Nous entrons dans un monde plus complexe, multipolaire, de plus en plus imprévisible; une nouvelle ère de Realpolitik, avec des alliances mouvantes, qui réclament un alignement très clair des objectifs politiques et des moyens militaires mis à leur disposition. Dans ce nouvel environnement, la cohérence, le volontarisme et l’expérience militaire l’emportent sur la puissance économique et leur corollaire, la taille des budgets d’armement. Définir sa place dans le monde et ses objectifs devrait être le “brief” de la prochaine loi de programmation militaire, et pas le contraire. Si les États-Unis regardent avant tout vers la Chine, la Russie vers la reconstitution de son empire disparu et de ses zones d’influence, la France doit suivre sa propre vision stratégique, plutôt que de s’étioler dans le giron de l’OTAN ou s’épuiser à rêver d’une défense européenne commune.

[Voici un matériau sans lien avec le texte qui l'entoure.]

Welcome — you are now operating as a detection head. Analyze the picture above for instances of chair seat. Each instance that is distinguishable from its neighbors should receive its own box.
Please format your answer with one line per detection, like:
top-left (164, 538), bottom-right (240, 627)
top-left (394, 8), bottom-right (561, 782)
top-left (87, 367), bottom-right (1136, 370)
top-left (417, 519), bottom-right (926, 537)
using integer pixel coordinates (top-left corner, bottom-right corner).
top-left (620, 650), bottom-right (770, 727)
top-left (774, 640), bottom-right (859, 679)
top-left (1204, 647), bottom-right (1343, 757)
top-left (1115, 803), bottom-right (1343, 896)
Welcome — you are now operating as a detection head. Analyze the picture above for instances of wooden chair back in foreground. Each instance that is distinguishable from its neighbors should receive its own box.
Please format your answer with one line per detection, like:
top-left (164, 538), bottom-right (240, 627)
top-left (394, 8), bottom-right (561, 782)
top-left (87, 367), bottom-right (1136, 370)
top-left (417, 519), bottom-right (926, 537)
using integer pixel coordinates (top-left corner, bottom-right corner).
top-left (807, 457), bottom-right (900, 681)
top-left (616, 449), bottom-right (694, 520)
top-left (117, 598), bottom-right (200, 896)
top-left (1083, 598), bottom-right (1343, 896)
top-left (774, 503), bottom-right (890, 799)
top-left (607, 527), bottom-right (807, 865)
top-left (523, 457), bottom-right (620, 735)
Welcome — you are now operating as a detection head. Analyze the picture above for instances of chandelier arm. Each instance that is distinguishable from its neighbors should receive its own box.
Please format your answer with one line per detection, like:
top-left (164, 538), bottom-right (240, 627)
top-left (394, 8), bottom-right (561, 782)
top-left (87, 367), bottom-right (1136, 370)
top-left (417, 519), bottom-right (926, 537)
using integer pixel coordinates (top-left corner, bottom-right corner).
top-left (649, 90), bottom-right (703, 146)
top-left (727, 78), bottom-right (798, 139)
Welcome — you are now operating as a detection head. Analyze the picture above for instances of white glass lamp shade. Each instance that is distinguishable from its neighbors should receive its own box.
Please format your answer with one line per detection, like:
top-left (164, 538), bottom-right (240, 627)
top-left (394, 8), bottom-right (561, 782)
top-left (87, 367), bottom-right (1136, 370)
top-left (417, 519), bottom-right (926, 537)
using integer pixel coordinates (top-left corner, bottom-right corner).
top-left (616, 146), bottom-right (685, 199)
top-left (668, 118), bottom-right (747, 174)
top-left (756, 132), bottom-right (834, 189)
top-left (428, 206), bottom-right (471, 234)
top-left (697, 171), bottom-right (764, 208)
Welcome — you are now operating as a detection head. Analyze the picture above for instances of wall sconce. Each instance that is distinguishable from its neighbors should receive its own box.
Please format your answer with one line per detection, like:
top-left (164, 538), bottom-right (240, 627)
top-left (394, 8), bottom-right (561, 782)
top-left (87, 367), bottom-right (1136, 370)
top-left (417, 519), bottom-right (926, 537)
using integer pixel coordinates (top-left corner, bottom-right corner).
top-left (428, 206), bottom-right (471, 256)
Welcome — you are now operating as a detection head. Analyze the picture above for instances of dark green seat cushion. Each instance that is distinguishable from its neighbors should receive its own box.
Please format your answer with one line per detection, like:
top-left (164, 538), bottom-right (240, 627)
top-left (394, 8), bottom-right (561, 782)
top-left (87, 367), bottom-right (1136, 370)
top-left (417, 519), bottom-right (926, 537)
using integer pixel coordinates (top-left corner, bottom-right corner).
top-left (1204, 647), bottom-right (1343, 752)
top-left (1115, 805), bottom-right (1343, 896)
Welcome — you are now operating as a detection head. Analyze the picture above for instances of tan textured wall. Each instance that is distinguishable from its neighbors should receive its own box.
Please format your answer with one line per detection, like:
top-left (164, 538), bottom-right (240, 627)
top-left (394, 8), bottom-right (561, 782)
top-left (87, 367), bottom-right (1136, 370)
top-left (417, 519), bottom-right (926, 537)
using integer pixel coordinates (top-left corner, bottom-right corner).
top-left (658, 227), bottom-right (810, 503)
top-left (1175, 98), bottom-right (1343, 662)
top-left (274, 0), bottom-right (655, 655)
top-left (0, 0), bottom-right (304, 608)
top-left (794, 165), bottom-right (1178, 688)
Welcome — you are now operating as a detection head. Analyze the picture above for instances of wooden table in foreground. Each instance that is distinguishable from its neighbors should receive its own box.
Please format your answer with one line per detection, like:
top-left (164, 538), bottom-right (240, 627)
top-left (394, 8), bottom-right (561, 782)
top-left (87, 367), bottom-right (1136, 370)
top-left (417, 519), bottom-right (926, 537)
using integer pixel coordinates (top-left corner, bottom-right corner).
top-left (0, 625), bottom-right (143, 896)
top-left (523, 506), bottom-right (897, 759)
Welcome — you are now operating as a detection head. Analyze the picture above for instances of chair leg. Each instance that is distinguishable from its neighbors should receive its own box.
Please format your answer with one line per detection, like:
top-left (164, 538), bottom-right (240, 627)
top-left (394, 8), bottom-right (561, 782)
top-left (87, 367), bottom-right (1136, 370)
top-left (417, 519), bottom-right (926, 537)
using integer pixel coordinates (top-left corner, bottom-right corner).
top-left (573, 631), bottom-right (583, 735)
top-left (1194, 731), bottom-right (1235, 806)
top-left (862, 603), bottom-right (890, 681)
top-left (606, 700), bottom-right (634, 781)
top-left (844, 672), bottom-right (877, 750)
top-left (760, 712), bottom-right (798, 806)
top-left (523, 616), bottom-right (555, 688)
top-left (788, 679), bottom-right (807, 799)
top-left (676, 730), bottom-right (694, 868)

La France doit suivre sa propre vision stratégique, plutôt que de s’étioler dans le giron de l’OTAN ou s’épuiser à rêver d’une défense européenne commune.

Mais quelle vision? Il y a la lutte contre le terrorisme intérieur, qui passe par la gestion des zones d’influence en Afrique et au Moyen-Orient, la relation avec la Russie, et la protection de ses territoires et de ses intérêts dans l’Indo-Pacifique. Pour développer les alliances traditionnelles tout en faisant face aux enjeux stratégiques actuels, il faut une diplomatie à géométrie variable, et des investissements à la mesure des objectifs: a) renégocier son statut au sein du commandement intégré de l’OTAN, b) malgré les tensions politiques, renforcer la coopération entre services de renseignement occidentaux, principalement dans la lutte contre le terrorisme, c) Encourager la création d’une force d’intervention rapide européenne (projet concret, très différent d’une illusoire armée intégrée), d) négocier un mécanisme de compensation avec l’UE qui subventionnerait l’augmentation des dépenses militaires françaises (si la France prend en charge une partie de l’indépendance militaire de l’Europe, alors les mécanismes de contrôle du déficit budgétaire doivent être revus), e) renforcer les bases militaires en Afrique et au Moyen-Orient et déployer des BAP temporaires pour contrer les efforts de déstabilisation russes et turcs, f) Développer de nouvelles alliances originales dans l’Indo-Pacifique (Inde, Japon) pour assurer de nouveaux débouchés et protéger ses territoires et ressortissants.

La mort annoncée de l’OTAN représente une formidable opportunité: l’établissement d’une politique extérieure cohérente, volontariste s’inscrivant sur la durée et qui s’adapte aux nouveaux risques stratégiques. Finalement, Macron devrait remercier les Américains.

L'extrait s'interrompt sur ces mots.